When a patient describes feeling everything too much, a certain expression appears on a clinician’s face. The eyes tightened a little. The next question is followed by a pause. Sometimes, during that pause, a quiet decision is made that the patient won’t find out about for weeks, if at all. The term “borderline” is recorded. Additionally, once a word appears in a chart, it usually stays there.
These days, it’s difficult to ignore how frequently this occurs. You can find waiting rooms full of people who have been told at some point that their emotions indicate a personality disorder if you walk into any therapy office in a mid-sized American city. Some of them do likely live with one. Likely, many do not. Their nervous system is overheated, either due to trauma, ADHD, or years of unresolved grief. From the outside, the symptoms appear to be similar. They are completely different on the inside.
Fundamentally, emotional dysregulation is a problem with the volume knob. Emotions come in too quickly, are too loud, and linger too long. On the other hand, a personality disorder is intended to characterize something that is deeply ingrained in a person’s identity—a persistent, rigid pattern that manifests itself everywhere, in every relationship, over decades.

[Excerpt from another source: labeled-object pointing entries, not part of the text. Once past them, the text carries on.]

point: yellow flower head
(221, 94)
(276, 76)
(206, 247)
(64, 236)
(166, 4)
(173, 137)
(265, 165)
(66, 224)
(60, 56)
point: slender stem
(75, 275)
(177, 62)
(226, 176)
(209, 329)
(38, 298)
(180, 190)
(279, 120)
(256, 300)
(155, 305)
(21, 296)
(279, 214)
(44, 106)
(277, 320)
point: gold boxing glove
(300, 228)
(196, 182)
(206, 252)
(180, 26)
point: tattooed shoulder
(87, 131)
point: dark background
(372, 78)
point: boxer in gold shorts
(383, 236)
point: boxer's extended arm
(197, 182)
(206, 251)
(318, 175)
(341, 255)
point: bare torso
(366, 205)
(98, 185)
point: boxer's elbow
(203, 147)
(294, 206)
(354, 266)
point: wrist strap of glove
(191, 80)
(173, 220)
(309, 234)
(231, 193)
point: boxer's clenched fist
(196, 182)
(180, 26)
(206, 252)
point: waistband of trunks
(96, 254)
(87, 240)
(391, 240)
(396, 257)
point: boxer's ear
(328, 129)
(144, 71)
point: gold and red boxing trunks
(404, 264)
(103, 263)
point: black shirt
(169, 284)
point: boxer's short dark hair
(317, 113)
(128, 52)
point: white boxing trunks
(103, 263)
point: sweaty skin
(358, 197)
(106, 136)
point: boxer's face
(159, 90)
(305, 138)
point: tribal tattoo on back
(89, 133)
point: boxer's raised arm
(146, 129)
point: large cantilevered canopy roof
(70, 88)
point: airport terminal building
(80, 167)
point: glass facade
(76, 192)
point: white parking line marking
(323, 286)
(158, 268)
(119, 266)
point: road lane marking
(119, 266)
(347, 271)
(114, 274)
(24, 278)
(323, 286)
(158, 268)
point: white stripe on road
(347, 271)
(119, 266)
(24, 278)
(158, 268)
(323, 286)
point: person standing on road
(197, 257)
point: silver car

When you sit with someone who has been told that their entire identity is disordered, it may seem like an academic distinction, but in reality, their amygdala has been running a marathon since childhood.
According to Marsha Linehan’s biosocial theory, which was developed in the 1990s, some people are just more sensitive by nature. When this sensitivity collides with an environment that invalidates them, the outcome may resemble borderline personality disorder. At the time, it was a generous reframing. However, the model has been carelessly stretched to explain nearly every patient who exhibits emotional reactivity. Speaking with younger clinicians, it seems that BPD has subtly evolved into a default category, a clinical shrug for cases that don’t fit neatly anywhere else.
That shrug has a real cost. Instead, patients with Complex PTSD are frequently diagnosed with BPD. Instead of receiving adequate support, adults with late-diagnosed ADHD, especially women, describe years of being told they were unstable. Adults with autism, particularly those who are adept at masking, frequently fall into the same diagnostic category. Specific, targeted treatment works wonders for each of these conditions. When you tell them that your personality is the issue, none of them react favorably.
The four elements of dysregulation that Linehan first described—emotion sensitivity, increased negative affect, a lack of healthy coping mechanisms, and an abundance of unhealthy ones—have been dissected by NIH researchers over the past ten years. A picture of more physiology than pathology is beginning to emerge. The body gains the ability to brace. The brain gains the ability to scan. And the subsequent behaviors are adaptations—often quite clever ones—to environments that demanded too much too soon rather than character defects.
Because they treat the nervous system rather than the self, therapies like DBT are effective. A broken person cannot be fixed by grounding techniques, distress tolerance, or mindfulness. They show a weary person how to land. It’s the difference between fixing a house and at last shutting off the loud alarm inside.
Eventually, the diagnostic culture will catch up. Usually, it does. As of right now, the most helpful thing a patient can do is ask, gently but firmly, “What else could this be?” The most honest thing a clinician can do is take their time before writing that word in the chart.